Lire l’intégralité du discours de Ségolène Royal à Dakar en cliquant ici » Merci, chers amis de votre hospitalité, dont je sais qu’en wolof, elle se dit teranga. Un mot magnifique qui exprime une valeur que, de longue date, les civilisations africaines exaltent.Dans cette salle qui porte son nom, je pense bien sûr à l’œuvre de Léopold Sedar Senghor, à ce qu’il voulut et fit pour pour son pays.Je pense aussi, et votre université porte aujourd’hui son nom, à Cheikh Anta Diop.

Je pourrais vous dire que je suis une amie ancienne et fidèle du peuple sénégalais: mais je vous dirai beaucoup plus : je suis une fille de l’Afrique et une sœur des hommes et des femmes d’ici.

C’est sur votre terre que je suis née, à Ouakam. J’y ai vécu jusqu’à l’âge de deux ans. Je n’en ai pas beaucoup de souvenirs conscients. Mais tout s’est imprimé. Car on garde enfouis en soi les couleurs, les musiques, la chaleur, la lumière, les parfums engrangés dans les premiers jours de sa vie. De cette naissance j’ai toujours ressenti un profond sentiment de fierté. C’est une force d’être une citoyenne du monde et d’avoir toujours le réflexe de regarder ce qui se passe loin de nos frontières et plus loin encore dans l’hémisphère sud. (…)

Nous vivons une époque historique, avec une crise sans précédent faite de drames mais aussi d’opportunités. L’opportunité de nous en sortir en décidant des changements profonds et des valeurs nouvelles qui nous permettront d’inventer le monde d’après, un monde plus humain et plus juste.

L’aménagement à la marge du système actuel ne permettra pas la sortie de crise.
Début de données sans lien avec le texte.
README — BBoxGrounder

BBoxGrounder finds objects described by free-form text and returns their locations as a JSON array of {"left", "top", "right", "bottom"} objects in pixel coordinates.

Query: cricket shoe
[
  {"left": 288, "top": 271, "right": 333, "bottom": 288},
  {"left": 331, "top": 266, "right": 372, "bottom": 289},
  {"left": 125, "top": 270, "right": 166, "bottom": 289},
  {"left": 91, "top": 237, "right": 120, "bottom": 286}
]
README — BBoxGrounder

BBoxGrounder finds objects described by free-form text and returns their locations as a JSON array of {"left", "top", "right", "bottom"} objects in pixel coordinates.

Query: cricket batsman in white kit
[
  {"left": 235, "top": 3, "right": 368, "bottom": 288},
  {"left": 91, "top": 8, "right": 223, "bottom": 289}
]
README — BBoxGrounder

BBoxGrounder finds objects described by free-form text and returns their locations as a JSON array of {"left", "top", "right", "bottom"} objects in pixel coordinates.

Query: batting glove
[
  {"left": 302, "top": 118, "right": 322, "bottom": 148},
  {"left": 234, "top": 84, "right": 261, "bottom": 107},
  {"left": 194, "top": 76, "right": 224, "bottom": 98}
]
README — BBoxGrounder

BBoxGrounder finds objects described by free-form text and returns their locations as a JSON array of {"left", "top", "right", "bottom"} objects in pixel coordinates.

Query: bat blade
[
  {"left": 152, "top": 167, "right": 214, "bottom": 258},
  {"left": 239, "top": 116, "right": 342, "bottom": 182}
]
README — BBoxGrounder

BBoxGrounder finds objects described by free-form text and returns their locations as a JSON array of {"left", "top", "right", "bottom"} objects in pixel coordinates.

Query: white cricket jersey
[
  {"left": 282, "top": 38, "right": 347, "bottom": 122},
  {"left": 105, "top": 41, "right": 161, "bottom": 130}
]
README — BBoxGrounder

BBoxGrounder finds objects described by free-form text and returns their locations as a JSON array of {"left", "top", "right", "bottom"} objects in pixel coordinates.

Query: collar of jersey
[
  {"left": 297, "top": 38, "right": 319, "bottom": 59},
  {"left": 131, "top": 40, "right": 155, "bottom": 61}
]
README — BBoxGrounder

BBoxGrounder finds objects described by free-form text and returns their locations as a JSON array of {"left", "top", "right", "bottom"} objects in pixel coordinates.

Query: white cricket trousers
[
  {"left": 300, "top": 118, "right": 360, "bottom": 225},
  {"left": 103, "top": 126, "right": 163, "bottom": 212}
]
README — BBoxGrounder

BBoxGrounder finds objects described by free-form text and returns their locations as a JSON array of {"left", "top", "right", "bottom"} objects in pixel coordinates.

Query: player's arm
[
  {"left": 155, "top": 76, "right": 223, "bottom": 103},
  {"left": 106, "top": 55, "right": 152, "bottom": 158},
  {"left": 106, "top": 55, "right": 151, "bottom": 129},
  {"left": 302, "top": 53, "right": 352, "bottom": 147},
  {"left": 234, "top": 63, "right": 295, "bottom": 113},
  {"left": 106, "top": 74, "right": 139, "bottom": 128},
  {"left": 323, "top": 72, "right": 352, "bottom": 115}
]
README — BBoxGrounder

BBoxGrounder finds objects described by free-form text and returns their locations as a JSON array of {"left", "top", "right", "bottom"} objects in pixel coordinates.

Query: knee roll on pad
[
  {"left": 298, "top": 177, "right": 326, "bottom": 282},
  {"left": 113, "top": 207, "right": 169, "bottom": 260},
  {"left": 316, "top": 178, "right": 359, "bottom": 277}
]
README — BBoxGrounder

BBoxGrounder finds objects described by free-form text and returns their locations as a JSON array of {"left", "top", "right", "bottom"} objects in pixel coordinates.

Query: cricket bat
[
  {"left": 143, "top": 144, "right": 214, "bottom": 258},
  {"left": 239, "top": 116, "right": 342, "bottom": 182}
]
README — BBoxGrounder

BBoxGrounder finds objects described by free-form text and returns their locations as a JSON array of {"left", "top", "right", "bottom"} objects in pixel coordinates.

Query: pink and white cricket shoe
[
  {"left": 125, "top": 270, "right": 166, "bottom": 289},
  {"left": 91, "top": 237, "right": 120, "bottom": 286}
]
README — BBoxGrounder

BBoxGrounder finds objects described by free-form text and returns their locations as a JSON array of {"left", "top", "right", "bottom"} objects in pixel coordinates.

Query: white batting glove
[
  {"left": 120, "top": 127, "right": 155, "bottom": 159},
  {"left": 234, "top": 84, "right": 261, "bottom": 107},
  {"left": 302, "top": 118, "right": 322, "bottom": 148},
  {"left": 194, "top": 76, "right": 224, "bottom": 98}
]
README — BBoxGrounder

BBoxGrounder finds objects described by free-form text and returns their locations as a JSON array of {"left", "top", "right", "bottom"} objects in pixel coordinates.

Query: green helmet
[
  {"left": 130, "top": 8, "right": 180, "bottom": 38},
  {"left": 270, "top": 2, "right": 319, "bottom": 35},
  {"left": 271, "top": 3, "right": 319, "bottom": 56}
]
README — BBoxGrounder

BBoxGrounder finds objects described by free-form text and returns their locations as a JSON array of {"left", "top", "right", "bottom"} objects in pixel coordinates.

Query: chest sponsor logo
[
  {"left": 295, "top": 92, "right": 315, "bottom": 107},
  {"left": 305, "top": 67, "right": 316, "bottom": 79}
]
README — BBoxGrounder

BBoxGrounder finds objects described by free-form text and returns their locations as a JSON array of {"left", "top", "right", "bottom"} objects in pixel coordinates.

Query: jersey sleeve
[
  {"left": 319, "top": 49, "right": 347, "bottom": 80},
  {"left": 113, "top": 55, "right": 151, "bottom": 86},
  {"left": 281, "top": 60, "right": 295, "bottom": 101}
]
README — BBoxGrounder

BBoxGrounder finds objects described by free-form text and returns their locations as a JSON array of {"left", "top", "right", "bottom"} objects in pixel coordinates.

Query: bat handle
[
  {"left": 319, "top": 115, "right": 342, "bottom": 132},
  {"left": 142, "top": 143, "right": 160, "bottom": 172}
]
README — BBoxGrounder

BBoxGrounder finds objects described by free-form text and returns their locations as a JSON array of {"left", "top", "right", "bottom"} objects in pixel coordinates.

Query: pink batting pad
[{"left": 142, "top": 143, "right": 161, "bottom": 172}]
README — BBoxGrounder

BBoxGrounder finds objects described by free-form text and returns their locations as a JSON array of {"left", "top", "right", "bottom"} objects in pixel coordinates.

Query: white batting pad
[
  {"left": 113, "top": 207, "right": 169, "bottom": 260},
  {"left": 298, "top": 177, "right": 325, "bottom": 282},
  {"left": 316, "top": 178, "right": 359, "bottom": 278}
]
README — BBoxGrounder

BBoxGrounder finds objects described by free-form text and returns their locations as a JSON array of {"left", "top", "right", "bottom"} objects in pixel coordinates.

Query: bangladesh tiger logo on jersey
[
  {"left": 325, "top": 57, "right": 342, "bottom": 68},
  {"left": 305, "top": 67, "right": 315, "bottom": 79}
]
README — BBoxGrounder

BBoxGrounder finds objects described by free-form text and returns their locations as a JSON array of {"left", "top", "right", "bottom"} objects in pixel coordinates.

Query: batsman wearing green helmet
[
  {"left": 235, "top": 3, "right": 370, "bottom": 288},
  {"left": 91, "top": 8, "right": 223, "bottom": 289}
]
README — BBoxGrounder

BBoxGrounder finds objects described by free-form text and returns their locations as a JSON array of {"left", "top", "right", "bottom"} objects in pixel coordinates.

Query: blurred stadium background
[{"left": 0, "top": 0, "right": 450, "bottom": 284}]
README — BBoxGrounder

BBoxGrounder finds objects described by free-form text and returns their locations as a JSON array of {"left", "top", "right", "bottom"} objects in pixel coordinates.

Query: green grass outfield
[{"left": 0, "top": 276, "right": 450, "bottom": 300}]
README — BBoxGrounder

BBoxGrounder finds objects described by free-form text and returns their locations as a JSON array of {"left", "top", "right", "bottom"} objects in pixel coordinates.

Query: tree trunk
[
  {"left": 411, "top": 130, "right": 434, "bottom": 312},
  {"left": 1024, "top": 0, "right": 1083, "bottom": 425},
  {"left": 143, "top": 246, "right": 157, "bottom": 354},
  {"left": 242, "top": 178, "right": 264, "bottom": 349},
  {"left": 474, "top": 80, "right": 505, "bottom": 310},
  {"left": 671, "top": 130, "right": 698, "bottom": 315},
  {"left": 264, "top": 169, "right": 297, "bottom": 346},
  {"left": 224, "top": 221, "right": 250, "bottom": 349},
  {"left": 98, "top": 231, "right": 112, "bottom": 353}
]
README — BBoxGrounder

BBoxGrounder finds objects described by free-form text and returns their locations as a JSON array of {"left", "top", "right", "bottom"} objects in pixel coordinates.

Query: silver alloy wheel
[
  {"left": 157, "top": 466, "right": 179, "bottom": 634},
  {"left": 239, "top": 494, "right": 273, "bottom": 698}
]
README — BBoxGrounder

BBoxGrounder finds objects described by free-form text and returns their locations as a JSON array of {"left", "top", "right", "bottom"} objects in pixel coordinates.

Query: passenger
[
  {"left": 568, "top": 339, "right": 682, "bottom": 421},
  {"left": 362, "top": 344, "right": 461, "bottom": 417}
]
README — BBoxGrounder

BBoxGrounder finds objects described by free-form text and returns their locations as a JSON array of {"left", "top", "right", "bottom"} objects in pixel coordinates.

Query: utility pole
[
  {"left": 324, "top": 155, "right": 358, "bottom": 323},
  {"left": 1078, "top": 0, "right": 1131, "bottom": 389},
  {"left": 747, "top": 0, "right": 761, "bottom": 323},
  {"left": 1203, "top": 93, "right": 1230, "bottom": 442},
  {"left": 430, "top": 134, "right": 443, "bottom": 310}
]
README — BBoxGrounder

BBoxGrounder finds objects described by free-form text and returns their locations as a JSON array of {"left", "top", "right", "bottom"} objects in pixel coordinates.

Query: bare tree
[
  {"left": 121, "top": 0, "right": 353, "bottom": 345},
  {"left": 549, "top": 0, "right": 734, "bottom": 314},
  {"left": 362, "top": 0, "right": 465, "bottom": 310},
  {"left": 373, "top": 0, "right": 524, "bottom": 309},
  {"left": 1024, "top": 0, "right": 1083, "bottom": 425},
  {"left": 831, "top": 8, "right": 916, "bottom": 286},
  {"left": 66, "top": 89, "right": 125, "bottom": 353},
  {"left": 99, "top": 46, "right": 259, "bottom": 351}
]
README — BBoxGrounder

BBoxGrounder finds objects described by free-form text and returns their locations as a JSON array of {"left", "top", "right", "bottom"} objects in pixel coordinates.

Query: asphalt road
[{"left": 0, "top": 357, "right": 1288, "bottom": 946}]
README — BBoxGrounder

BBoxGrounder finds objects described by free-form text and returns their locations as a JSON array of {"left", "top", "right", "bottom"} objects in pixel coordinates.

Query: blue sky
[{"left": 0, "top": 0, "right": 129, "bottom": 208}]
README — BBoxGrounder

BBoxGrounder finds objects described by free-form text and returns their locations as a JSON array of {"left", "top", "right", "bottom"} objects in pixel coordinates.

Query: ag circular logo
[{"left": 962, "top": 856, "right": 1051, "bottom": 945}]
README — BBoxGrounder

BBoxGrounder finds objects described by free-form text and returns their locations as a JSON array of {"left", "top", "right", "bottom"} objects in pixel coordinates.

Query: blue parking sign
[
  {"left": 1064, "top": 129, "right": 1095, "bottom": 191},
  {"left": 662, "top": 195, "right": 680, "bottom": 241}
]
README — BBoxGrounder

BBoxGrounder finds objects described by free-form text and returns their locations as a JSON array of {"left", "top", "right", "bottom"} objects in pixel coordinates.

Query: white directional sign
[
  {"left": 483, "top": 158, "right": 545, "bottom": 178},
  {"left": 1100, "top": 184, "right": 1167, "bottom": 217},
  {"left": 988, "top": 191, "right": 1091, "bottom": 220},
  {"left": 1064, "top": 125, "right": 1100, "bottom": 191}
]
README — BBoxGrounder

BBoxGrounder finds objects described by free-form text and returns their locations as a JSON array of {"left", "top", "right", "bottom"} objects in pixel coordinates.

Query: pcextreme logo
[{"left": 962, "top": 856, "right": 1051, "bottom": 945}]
Les peuples doivent exiger de leurs gouvernants et de leurs élites qui n’ont su ni anticiper, ni guérir, qu’ils changent de logique.

Partout les peuples se révoltent. Il n’y aura pas de paix sans justice. Et il n’y aura pas de justice sans respect. La finance doit impérativement être mise au service de l’économie réelle et l’économie réelle au service des hommes et des femmes.

Une crise écologique sans précédent menace notre survie. Depuis 2000, le nombre de personnes touchées par des catastrophes naturelles a triplé. D’ici 2040 un milliard de personnes seront contraintes à se déplacer, victimes de la sécheresse, de l’appauvrissement des sols, de la hausse du niveau de la mer. La plupart seront originaires des pays en développement et du continent africain en particulier. Les forêts denses de ce continent sont menacées par la surexploitation des sols et par une agriculture intensive destinée non pas à nourrir les peuples mais aux seules exportations. En 2025, 750 millions de personnes vivront dans des zones désertiques. Aujourd’hui déjà, seule la moitié de la population africaine a accès à l’eau potable.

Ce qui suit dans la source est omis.